Die Non-Citizens haben selbst einen Begriff gewählt, mit dem sie angesprochen werden wollen. Das ist ein erster Schritt der Selbstermächtigung. Sie haben ihre Verhältnisse analysiert und diesen Begriff gefunden. Gerade durch die Praxis des Protests haben sie ihn gefunden. Ein richtiger Begriff klärt die Machtstrukturen. Und Non-Citizen drückt aus, dass das Problem nicht nur Rassismus ist. Gruppen wie Karawane oder The Voice haben nie geklärt, was ein »Refugee« eigentlich sein soll. Ein »Refugee« kann demnach ein Kapitalist sein, er kann Banken, die deutsche Staatsbürgerschaft besitzen, oder er kann in einem abgelegenen Flüchtlingslager sitzen. »Refugee« oder »Immigrant« sind schwache Begriffe, die die gesellschaftliche Position der Geflüchteten vollkommen außer Acht lassen. Zentral für die Situation der Non-Citizens ist in einer bürgerlichen Gesellschaft aber ihr Ausschluss aus dem Produktions-, Verteilungs- und Reproduktionssystem – und nicht unbedingt, Opfer von Rassismus zu sein.
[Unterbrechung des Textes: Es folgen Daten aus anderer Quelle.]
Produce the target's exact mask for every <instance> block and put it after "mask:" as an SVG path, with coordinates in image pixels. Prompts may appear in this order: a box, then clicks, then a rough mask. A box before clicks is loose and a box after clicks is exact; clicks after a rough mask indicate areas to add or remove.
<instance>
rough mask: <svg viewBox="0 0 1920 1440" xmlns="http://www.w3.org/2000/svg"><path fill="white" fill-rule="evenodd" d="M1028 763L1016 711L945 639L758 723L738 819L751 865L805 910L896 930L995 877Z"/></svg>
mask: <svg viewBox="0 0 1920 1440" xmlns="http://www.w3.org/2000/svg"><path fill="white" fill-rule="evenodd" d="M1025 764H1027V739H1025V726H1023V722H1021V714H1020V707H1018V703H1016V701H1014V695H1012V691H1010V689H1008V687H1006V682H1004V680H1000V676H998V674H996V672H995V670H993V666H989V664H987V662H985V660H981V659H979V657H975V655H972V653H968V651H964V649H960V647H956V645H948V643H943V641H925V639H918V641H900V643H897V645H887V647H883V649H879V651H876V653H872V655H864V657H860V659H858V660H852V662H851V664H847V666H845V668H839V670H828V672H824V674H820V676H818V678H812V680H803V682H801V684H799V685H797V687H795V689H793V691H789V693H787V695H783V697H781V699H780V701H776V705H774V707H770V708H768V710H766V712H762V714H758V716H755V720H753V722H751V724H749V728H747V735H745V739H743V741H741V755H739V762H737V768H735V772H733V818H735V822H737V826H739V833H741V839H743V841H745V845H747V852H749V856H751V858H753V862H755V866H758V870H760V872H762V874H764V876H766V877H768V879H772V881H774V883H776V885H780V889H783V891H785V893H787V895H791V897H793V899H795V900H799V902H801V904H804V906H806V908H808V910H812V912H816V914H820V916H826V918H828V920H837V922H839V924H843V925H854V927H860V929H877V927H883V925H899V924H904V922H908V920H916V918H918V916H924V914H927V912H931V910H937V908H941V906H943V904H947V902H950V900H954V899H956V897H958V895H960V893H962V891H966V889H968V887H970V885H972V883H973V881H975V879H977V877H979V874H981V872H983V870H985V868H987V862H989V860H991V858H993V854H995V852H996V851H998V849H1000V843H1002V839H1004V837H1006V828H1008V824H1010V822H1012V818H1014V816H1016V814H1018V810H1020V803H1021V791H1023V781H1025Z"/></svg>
In einer Pressemitteilung haben die Hungerstreikenden den Vergleich zu Holger Meins und Bobby Sands gezogen. Warum gerade zu diesen beiden?
Das war nicht mein Text, er kam von den Asylsuchenden. Es ging ihnen dabei nicht um die politischen Ziele von Meins und Sands. Die einzige Verbindung zwischen uns und diesen zwei Personen ist, dass auch sie einen politischen Hungerstreik mit politischen Forderungen durchführten – an dessen Ende sie jedoch starben. Jedem sollte dadurch klar werden, dass ein Hungerstreik kein Scherz ist.
Sie werden in manchen Medien als geschulter, professioneller Politiker dargestellt. Sind Sie das tatsächlich?
In diesen Tagen wird schon zu viel über mich geschrieben, ich will nicht noch weiter über mich sprechen. Ashkan ist nicht wichtig.
Eine weitere Frage zu Ihnen sei dennoch erlaubt: Seit einigen Monaten sind Sie als politischer Flüchtling anerkannt. Werden Sie den Protest weiter unterstützen?
Ich bin in einer anderen Situation als die Asylsuchenden. Ich darf arbeiten, und wenn ich den Protest verlassen will, kann ich einfach gehen. Aber wenn die Non-Citizens meine Unterstützung nützlich finden, bin ich jederzeit bereit, wieder zu helfen. Die Leute machen weiter, kämpfen weiter und sie haben in diesem Kampf meine hundertprozentige Unterstützung.